ウィンナー・コーヒー

【読み方:うぃんなーこーひー、分類:コーヒー

ウィンナー・コーヒー(Wiener Kaffee)は、オーストリア発祥のホイップクリームを使ったコーヒーの飲み方で、「Wiener(ウィンナー)」とは「ウィーン風の」を意味します。これは、日本においては、濃く淹れたコーヒーにホイップクリームを浮かべたもの、またはカップに入れたホイップクリームに熱いコーヒーを注いだものを指し、本場のオーストリア・ウィーンには「ウィンナー・コーヒー」という名のコーヒーは存在しません(本名称は、和製外国語)。また、アメリカやイギリスなどには、エスプレッソにホイップクリームを載せた「エスプレッソ・コン・パンナ(Espresso con panna)」というものがあります。
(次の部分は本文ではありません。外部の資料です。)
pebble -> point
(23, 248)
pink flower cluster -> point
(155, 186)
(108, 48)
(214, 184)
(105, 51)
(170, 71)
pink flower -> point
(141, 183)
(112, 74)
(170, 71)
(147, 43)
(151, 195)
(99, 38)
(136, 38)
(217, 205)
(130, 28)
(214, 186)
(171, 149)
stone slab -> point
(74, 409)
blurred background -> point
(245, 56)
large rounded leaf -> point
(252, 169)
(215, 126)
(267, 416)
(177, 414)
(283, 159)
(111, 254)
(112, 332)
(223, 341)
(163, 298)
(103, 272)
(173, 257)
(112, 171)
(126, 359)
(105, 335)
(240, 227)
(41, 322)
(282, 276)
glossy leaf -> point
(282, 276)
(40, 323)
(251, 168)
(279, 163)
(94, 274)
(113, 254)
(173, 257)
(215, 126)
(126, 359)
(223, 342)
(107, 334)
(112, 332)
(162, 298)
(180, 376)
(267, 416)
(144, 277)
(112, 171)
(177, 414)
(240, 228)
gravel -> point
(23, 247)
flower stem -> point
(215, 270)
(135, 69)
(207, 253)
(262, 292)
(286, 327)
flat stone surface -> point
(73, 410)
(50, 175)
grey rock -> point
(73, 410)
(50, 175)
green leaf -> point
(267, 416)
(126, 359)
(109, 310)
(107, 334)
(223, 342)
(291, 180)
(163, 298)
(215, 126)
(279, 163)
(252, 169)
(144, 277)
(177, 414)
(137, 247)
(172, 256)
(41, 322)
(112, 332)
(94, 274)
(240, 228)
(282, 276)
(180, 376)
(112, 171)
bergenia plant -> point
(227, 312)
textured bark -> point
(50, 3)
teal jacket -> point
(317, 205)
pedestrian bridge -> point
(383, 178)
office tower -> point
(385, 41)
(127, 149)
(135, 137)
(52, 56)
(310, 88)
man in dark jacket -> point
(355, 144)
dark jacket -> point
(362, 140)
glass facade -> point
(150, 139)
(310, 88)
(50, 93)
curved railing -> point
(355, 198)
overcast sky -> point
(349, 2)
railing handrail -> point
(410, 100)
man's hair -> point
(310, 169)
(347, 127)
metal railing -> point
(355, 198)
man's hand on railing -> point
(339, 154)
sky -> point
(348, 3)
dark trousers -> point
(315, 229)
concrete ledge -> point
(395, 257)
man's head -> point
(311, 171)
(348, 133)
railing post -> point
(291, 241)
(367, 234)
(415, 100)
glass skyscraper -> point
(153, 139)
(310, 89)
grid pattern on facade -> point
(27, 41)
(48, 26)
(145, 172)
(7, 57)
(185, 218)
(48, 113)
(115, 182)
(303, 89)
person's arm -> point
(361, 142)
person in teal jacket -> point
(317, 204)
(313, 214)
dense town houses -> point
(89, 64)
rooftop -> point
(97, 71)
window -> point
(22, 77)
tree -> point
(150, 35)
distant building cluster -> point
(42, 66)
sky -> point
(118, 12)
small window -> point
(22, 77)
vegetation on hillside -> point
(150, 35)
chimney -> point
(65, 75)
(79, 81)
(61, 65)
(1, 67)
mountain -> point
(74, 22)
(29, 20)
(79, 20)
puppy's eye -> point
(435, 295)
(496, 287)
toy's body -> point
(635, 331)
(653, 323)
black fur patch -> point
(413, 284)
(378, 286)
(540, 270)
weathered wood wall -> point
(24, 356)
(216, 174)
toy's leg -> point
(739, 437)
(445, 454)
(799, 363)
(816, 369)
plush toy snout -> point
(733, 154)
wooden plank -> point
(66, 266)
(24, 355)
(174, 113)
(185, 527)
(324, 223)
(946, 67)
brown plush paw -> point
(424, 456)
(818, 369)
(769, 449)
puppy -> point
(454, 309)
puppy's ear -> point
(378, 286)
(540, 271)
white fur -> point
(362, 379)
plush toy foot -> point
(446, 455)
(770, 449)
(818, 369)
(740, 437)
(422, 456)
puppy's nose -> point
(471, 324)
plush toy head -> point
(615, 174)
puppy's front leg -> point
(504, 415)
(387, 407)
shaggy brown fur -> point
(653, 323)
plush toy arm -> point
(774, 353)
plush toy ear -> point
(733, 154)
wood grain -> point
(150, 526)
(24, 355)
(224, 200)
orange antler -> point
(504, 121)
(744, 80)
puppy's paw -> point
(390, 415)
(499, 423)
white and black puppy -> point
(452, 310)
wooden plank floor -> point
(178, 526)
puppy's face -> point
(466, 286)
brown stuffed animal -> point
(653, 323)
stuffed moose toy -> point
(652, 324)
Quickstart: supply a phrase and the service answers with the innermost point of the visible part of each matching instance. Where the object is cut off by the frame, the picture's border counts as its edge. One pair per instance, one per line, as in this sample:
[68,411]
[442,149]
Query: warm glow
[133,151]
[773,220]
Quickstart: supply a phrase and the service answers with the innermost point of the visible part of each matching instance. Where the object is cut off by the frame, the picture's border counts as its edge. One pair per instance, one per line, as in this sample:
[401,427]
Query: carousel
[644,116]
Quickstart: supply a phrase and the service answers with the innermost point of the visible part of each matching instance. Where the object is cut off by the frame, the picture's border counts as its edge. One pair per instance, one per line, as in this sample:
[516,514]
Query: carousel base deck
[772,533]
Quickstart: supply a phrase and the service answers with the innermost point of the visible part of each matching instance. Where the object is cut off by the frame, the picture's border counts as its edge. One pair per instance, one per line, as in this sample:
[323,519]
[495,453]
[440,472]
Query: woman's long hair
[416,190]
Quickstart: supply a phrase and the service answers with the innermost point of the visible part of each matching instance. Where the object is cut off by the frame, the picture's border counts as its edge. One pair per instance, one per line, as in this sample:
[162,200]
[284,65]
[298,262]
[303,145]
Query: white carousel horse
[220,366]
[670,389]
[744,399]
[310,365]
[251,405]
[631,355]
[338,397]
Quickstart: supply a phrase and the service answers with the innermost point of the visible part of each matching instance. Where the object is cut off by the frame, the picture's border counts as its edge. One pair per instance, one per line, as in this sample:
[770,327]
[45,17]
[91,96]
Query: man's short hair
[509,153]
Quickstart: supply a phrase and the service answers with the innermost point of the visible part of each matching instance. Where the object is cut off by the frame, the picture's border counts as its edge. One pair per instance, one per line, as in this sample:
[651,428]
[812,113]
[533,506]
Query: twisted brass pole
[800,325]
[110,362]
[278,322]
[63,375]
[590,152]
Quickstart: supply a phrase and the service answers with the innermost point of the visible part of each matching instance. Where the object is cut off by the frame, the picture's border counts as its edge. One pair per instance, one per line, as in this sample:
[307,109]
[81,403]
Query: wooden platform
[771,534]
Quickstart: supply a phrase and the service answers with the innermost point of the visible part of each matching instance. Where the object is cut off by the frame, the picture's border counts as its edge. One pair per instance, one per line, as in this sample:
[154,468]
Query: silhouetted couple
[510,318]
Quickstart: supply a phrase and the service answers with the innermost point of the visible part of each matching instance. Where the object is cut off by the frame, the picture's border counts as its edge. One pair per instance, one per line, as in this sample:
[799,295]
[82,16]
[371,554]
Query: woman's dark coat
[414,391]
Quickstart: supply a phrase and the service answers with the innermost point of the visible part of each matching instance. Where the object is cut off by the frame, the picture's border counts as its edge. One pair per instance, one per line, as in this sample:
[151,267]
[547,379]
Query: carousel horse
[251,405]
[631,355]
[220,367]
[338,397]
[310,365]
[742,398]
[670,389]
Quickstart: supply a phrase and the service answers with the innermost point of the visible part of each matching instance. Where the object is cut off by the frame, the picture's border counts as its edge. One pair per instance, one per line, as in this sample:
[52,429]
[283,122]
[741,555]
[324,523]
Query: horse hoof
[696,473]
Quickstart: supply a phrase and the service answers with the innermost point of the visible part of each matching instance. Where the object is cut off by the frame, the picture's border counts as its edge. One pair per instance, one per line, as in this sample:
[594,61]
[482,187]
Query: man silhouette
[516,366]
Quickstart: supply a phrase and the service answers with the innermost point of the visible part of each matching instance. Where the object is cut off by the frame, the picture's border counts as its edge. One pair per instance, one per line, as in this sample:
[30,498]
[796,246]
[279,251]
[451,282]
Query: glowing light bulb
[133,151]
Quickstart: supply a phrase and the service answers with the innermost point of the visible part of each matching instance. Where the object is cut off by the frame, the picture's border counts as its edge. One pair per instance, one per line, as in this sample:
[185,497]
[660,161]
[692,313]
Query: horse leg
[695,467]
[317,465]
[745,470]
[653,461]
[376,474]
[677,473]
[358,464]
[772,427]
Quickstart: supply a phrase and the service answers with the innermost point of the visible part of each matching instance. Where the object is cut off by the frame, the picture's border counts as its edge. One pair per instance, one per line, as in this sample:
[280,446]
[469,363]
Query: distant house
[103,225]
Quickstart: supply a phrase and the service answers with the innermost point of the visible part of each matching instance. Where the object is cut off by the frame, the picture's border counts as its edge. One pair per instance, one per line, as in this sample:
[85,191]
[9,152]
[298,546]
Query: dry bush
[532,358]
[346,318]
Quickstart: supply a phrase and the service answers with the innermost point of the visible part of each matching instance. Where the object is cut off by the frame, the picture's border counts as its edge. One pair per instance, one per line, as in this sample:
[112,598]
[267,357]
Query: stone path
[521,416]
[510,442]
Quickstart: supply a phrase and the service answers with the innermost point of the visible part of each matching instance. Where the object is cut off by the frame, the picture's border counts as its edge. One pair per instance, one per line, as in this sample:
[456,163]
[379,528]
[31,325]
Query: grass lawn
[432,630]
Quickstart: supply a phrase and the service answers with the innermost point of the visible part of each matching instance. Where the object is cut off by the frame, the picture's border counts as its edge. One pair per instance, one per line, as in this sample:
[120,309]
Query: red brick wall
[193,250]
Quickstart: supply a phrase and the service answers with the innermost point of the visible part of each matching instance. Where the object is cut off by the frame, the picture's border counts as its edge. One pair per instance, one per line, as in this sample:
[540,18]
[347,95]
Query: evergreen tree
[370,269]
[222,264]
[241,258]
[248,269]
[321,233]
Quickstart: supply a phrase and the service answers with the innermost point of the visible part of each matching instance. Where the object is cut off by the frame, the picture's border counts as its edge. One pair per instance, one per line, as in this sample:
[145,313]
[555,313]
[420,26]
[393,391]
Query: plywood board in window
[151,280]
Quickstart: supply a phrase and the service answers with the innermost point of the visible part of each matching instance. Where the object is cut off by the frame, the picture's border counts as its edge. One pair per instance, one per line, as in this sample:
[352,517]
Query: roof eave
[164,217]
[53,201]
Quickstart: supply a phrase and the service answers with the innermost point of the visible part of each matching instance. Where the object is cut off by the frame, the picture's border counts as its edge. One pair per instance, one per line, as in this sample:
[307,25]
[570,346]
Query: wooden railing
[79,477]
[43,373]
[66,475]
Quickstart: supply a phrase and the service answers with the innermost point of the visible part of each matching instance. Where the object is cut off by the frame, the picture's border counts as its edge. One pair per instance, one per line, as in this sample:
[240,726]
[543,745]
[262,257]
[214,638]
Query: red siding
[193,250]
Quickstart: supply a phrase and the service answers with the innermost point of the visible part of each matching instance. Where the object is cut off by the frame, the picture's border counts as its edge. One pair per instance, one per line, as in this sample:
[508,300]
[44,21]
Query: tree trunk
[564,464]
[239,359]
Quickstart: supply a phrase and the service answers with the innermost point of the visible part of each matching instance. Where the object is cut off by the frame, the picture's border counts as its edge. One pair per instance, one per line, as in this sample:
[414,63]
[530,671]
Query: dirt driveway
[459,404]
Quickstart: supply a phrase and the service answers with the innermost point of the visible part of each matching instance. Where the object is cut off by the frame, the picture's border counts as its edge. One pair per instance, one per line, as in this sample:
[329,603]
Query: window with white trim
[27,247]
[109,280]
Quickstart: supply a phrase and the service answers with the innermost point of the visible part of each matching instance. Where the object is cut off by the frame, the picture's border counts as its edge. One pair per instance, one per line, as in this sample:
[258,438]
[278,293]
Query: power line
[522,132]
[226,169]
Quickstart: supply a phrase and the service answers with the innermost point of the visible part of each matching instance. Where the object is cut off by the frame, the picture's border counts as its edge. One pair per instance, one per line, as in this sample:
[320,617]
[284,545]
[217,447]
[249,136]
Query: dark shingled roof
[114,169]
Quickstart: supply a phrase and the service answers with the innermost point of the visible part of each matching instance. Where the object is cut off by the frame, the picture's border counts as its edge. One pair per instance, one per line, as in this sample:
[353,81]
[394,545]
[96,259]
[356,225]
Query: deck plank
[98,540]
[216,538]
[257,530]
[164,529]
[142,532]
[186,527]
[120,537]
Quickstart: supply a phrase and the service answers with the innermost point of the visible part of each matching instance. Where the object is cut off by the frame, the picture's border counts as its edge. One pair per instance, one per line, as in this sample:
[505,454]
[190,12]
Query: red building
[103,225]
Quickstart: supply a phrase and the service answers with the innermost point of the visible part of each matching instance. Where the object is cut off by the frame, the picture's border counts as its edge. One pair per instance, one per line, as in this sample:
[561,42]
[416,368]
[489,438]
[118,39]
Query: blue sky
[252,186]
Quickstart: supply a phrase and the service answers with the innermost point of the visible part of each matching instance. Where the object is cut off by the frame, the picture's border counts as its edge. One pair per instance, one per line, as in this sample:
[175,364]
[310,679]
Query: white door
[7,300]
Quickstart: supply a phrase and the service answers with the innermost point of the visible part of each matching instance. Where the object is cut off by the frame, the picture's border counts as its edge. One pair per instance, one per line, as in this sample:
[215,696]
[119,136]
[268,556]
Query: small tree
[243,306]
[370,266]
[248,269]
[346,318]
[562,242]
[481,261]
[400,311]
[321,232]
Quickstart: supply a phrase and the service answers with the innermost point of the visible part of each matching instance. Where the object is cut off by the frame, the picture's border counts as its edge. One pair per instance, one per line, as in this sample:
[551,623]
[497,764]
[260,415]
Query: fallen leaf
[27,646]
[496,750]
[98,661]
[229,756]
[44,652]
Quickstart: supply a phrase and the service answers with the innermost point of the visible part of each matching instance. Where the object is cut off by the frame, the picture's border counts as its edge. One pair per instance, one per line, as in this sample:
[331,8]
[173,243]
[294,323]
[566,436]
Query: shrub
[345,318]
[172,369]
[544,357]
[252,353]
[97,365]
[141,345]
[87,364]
ちなみに、ウィーンで日常的に多く飲まれているのは、エスプレッソと温かいミルクを加えた上にミルクの泡を載せた「メランジェ(Melange)」というもので、カプチーノとほぼ同じものです。また、メランジェのミルクの泡の代わりにホイップクリームを載せた「フランツィスカーナー(Franziskaner)」と呼ばれるものが日本のウィンナー・コーヒーに近く、この他にも、コーヒーにほぼ同量の生クリームが載っていて、カップではなくグラスに注がれている「アインシュペナー(Einspanner)」や、カップとは別の器に砂糖をかけたホイップクリーム(シュラークオーバース)が添えられている「カフェー・ミット・シュラークオーバース(Kaffee mit Schlagobers)」などもあります。